AOA
- Founded: 1977
- Location: Spain;

= Asociación Obrera Asambleista =

Spanish trade union movement

Asociación Obrera Asambleista (Assemblyist Workers Association, abbreviated AOA) was a trade union movement in Spain. AOA was linked to the Communist Party of Spain (Marxist–Leninist) and the Revolutionary Antifascist Patriotic Front. AOA had its roots in the Oposición Sindical Obrera (Workers' Trade Union Opposition). AOA appeared in late 1977. According to a 1977 government statement, AOA was further to the left than all other trade union groups at the time.

==Political positions==

AOA advocated an "assemblyist" approach to trade unionism, in which all power over the movement would be in the hands of workers' assemblies and that the mandates of their delegates would be revokable at all times. In negotiations AOA would refuse to concede to compromises, citing that the workers' assemblies would be sovereign to decide over any deals with the employers.

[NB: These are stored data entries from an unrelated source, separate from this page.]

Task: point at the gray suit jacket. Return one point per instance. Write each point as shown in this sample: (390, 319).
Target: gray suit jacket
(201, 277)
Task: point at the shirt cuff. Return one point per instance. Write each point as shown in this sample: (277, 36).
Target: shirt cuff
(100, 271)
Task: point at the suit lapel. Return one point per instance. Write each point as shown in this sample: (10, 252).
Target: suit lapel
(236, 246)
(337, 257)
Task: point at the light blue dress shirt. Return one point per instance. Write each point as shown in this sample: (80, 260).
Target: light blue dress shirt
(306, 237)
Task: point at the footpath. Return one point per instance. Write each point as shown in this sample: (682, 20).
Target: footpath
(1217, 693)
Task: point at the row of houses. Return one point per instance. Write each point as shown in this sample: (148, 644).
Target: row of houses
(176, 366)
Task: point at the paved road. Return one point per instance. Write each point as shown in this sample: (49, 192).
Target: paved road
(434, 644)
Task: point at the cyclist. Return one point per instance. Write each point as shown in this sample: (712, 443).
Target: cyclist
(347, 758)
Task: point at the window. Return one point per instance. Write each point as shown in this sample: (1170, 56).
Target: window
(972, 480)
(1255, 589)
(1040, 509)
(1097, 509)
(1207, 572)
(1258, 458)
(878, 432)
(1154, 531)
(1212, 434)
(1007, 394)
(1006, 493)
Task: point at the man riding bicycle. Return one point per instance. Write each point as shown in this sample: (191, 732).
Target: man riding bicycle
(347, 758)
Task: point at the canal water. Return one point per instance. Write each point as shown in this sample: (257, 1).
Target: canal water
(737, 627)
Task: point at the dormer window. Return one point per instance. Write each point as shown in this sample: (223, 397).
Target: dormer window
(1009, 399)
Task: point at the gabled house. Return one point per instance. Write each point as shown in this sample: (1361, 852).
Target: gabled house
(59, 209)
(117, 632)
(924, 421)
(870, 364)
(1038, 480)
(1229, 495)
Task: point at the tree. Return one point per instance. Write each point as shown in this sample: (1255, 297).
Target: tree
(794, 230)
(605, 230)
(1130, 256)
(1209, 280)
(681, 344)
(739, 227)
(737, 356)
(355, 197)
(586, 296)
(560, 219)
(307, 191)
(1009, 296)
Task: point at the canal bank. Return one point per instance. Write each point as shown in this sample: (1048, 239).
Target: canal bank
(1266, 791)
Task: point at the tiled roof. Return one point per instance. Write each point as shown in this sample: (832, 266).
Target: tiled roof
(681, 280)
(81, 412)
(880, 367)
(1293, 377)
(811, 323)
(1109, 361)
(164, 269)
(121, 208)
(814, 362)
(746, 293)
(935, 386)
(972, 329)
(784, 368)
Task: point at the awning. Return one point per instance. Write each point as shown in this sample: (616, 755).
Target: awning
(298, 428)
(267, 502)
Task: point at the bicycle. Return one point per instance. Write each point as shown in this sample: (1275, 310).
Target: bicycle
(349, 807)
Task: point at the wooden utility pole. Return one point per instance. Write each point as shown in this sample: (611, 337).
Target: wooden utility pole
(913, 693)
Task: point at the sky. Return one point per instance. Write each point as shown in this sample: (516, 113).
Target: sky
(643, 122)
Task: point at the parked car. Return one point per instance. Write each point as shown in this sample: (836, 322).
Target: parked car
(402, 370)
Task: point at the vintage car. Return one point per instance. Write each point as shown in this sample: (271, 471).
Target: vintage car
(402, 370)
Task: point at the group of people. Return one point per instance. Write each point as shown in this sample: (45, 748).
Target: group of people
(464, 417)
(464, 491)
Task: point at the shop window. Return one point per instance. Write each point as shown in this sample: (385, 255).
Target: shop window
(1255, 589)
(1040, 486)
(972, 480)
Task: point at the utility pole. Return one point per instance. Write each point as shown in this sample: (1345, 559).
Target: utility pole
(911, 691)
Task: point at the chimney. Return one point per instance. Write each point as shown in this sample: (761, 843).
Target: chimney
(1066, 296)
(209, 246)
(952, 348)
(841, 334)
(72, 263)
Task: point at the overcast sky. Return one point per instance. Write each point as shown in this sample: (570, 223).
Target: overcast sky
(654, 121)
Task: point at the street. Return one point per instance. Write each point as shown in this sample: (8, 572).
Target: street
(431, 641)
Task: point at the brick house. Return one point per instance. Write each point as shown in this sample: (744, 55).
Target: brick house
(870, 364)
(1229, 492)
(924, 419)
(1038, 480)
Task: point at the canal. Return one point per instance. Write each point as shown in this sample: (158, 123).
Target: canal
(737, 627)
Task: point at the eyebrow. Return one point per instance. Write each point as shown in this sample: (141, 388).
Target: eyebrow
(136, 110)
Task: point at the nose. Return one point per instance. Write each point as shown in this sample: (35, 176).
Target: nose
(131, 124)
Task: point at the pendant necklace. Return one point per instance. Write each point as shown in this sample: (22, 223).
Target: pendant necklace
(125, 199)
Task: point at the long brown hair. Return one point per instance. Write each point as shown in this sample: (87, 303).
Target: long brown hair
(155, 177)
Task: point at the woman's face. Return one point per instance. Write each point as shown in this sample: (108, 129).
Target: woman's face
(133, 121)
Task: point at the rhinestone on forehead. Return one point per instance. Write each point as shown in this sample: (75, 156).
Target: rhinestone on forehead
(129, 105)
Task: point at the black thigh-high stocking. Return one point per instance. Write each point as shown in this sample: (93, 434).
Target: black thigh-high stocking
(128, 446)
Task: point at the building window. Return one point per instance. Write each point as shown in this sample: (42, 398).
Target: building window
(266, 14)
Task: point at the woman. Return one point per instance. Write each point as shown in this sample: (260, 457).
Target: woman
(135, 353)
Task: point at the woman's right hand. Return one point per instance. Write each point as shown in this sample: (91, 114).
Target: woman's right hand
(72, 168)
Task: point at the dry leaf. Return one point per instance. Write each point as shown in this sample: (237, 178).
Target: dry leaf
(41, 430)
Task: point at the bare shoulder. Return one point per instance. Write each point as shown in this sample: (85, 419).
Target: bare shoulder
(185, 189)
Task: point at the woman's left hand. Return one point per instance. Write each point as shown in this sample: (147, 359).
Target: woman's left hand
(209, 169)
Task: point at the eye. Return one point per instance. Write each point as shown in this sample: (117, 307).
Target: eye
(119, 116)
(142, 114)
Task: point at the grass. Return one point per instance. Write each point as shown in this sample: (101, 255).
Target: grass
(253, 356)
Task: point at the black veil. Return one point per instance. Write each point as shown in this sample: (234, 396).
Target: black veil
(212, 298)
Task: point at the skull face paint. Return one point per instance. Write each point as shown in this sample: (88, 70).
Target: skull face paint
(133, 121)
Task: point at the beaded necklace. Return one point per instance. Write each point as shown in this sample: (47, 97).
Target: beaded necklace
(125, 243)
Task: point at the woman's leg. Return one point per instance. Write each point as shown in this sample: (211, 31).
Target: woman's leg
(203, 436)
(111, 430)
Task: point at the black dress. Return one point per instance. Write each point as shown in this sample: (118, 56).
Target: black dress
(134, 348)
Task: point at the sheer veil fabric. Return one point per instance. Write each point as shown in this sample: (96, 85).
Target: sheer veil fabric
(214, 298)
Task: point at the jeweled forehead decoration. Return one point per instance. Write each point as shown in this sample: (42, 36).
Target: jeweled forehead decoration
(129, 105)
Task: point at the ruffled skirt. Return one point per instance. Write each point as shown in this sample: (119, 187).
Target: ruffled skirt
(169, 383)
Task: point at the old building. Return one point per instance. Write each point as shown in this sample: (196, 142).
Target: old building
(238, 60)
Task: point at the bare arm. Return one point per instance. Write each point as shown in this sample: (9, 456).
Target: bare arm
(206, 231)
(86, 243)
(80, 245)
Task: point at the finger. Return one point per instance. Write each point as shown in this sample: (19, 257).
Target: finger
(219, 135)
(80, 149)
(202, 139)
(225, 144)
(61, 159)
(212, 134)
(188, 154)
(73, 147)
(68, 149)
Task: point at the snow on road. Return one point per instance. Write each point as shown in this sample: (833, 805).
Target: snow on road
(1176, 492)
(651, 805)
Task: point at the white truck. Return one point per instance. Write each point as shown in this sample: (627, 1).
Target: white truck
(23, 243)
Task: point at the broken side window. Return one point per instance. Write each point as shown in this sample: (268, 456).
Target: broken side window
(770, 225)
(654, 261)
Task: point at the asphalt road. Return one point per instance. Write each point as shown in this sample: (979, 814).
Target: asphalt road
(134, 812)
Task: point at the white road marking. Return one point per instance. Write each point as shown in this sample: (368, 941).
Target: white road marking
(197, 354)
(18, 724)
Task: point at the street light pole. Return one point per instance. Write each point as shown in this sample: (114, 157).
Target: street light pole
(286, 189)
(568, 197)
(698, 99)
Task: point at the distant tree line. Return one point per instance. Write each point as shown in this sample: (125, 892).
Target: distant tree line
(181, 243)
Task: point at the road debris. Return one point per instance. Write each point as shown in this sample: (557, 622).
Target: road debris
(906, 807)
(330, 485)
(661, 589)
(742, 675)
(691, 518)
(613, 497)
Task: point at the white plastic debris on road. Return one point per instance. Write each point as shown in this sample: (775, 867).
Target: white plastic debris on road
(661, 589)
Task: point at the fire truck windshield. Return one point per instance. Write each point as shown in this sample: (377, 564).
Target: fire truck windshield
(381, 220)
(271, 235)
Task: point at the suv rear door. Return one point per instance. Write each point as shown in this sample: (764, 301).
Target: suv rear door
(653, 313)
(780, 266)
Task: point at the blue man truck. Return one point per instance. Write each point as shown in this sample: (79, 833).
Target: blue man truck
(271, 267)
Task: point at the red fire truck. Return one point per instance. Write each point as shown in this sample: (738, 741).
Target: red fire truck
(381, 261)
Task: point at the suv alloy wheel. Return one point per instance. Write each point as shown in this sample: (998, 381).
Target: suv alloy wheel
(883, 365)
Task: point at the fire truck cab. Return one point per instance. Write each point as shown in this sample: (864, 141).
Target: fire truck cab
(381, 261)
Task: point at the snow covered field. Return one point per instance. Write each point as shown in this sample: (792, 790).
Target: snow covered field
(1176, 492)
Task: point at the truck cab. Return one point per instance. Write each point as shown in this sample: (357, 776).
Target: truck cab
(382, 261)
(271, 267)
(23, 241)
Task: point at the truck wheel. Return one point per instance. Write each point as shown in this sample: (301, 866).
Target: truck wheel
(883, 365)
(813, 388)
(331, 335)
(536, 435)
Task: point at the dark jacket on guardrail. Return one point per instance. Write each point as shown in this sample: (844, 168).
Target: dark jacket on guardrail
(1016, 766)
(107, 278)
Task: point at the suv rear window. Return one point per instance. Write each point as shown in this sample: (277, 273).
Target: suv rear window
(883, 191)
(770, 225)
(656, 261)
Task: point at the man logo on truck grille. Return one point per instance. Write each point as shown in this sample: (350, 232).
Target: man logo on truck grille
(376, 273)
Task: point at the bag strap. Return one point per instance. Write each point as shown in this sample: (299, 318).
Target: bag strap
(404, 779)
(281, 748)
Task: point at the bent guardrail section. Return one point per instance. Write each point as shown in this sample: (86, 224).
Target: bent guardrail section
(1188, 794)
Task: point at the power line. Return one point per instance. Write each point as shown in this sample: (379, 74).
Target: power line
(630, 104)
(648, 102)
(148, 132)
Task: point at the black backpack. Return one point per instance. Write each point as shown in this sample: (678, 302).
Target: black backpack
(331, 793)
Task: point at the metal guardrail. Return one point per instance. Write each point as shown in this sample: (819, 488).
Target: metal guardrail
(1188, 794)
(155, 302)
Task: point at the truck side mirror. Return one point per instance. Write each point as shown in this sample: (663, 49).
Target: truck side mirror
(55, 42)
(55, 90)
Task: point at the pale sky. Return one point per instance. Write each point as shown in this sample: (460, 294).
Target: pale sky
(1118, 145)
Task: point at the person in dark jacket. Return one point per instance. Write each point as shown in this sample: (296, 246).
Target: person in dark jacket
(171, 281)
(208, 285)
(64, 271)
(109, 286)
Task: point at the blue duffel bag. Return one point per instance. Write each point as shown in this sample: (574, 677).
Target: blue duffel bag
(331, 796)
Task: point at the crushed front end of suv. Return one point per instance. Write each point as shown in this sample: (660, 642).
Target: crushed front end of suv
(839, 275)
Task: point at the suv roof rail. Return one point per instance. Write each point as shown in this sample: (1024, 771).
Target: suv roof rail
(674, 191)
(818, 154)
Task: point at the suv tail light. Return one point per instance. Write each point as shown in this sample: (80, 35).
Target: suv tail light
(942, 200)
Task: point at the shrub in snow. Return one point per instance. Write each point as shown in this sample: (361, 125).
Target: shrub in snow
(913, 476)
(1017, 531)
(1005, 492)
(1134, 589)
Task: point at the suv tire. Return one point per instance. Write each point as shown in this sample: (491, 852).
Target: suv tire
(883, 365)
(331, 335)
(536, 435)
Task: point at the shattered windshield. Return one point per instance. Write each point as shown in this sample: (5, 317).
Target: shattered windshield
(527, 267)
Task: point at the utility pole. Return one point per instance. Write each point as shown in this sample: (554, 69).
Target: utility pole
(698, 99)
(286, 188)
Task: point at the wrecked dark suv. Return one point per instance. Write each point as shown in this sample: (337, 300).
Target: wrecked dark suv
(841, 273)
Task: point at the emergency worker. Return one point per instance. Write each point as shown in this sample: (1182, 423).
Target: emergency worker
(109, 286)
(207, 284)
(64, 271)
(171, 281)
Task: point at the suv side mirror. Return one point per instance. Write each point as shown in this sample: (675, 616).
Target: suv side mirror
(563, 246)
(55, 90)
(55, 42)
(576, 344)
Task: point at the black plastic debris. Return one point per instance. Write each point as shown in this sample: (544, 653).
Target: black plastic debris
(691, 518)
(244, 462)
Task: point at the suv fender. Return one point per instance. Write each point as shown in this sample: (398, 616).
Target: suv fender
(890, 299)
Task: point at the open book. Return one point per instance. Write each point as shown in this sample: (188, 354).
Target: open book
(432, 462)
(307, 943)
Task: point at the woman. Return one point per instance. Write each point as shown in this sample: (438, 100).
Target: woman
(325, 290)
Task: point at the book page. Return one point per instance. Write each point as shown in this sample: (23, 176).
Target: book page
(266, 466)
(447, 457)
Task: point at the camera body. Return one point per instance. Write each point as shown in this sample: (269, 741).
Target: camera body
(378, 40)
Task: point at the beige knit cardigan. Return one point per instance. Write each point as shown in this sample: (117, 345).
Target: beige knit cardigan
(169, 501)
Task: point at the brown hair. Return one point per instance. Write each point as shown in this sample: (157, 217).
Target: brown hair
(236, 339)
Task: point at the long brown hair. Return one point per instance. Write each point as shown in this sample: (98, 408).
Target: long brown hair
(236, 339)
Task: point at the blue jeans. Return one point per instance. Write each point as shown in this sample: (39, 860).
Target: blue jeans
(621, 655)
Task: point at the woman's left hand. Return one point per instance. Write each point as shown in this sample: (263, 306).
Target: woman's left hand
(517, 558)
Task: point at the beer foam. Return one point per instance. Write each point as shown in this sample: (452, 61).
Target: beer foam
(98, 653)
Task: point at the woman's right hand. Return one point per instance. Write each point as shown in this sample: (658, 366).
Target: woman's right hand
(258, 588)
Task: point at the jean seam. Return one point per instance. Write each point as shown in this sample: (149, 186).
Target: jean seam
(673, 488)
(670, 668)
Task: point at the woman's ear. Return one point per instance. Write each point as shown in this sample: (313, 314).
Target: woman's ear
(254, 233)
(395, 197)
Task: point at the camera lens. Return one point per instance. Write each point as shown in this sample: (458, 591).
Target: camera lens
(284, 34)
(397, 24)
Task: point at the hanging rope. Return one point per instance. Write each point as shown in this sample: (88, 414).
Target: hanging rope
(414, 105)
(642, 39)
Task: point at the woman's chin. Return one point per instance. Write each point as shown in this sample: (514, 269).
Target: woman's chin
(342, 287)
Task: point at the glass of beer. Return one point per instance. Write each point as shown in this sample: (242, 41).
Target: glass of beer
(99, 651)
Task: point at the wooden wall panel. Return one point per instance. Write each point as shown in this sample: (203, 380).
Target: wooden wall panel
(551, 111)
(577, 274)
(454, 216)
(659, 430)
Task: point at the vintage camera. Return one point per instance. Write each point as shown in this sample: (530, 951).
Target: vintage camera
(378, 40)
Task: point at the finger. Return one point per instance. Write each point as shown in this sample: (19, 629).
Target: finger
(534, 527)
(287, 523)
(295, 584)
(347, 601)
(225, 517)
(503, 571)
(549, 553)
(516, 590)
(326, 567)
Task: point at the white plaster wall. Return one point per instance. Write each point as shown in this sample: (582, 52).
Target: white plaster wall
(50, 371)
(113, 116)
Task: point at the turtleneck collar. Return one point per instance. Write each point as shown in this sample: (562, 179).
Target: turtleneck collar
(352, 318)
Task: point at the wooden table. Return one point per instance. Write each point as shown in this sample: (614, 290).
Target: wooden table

AOA opposed the Moncloa Pacts and called for a "No" vote in the 1978 constitutional referendum. It condemned the Workers' Commissions and the Unión General de Trabajadores, which signed the Moncloa Social Pact, as "yellow unions". AOA demanded salary increases higher than the 10,000 peseta limit set by the Moncloa Social Pact as well as 40-hour work week, 30 days vacation per year and full compensated sick leave. AOA condemned the new Workers' Statue proposed by the Union of the Democratic Centre as "Francoist", and began a campaign against the economic policies of the government in late 1979. In campaigns like this, AOA generally stood alone. AOA found itself isolated in the trade union movement, as its maximalist line alienated the other organizations.

AOA struggled for the rights of blind people to employment and social security.

==Activities==
AOA held its first congress in Madrid in January 1978. AOA itself claimed that some 2,500 delegates had taken part in the founding congress. Moreove, a pre-congress conference with 610 delegates was held in October 1977.

The second congress of AOA was held May 15–16, 1982.

AOA published the journal Asamblea Obrera.